O Tintos ligou-me as 22h30, estava eu com as minhas amigas. "Estás no centro? Onde? Espera aí, vou já aí ter contigo." Fiquei parva da minha vida, eu e o Tintos tínhamos acabado há duas semanas, ainda ontem ele tinha-me ligado e tínhamos combinado que só voltávamos a falar no próximo fim-de-semana.
Ele não demorou muito a aparecer, deve ter andado as 120 à hora, como de costume, ele sempre teve a mania da velocidade, no fundo, ele devia ser dos tunings.
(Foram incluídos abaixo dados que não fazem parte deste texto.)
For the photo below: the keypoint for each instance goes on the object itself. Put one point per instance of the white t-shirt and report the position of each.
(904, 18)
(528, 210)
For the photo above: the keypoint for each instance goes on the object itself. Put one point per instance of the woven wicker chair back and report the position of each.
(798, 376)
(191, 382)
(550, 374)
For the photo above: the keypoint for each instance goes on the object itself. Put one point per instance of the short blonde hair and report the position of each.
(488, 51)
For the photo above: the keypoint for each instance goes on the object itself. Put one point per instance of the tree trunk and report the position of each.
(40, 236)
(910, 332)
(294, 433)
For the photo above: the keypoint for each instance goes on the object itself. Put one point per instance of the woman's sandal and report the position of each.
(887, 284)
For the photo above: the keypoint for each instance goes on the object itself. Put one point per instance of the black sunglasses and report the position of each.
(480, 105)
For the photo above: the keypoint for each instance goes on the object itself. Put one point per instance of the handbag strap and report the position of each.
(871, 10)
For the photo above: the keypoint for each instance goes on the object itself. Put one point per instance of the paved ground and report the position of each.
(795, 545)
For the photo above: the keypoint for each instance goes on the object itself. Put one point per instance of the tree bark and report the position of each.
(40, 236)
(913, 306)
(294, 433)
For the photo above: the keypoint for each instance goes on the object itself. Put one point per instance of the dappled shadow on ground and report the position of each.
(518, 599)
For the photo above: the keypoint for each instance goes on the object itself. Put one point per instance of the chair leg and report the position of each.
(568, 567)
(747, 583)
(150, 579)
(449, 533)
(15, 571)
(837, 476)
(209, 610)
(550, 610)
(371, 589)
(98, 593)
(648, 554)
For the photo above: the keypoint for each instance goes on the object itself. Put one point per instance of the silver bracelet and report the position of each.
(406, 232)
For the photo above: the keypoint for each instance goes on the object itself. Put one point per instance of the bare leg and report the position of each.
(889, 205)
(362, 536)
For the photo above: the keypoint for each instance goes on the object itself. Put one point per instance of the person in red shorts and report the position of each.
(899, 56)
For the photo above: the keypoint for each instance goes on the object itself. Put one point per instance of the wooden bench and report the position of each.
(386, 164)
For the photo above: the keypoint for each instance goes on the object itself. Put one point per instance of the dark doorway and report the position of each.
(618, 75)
Parou na berma da estrada e eu inclinei-me sobre o vidro aberto, para lhe mostrar o decote, só para o torturar. "Olha, vês, cortei o cabelo! Gostas?"
Eu fiquei um bocado coisa porque, na verdade, não gostava lá muito. "Oh, está muito bonito! Fica-te bem!", fiz-lhe uma festinha na cara. De repente, ficou com uma cara diferente, enraivecida, disse-me "Olha, não consigo ver-te, vou-me embora. Vai-te embora. Vai!" Começou a chorar e arrancou, a traseira do carro raspou na minha perna, eu chamei-lhe filho da puta no meio da rua, mas ele não me ouvi. Fiquei parada ali na berma da estrada, depois alguém me tocou no ombro "oh boneca, quanto levas pelo broche?"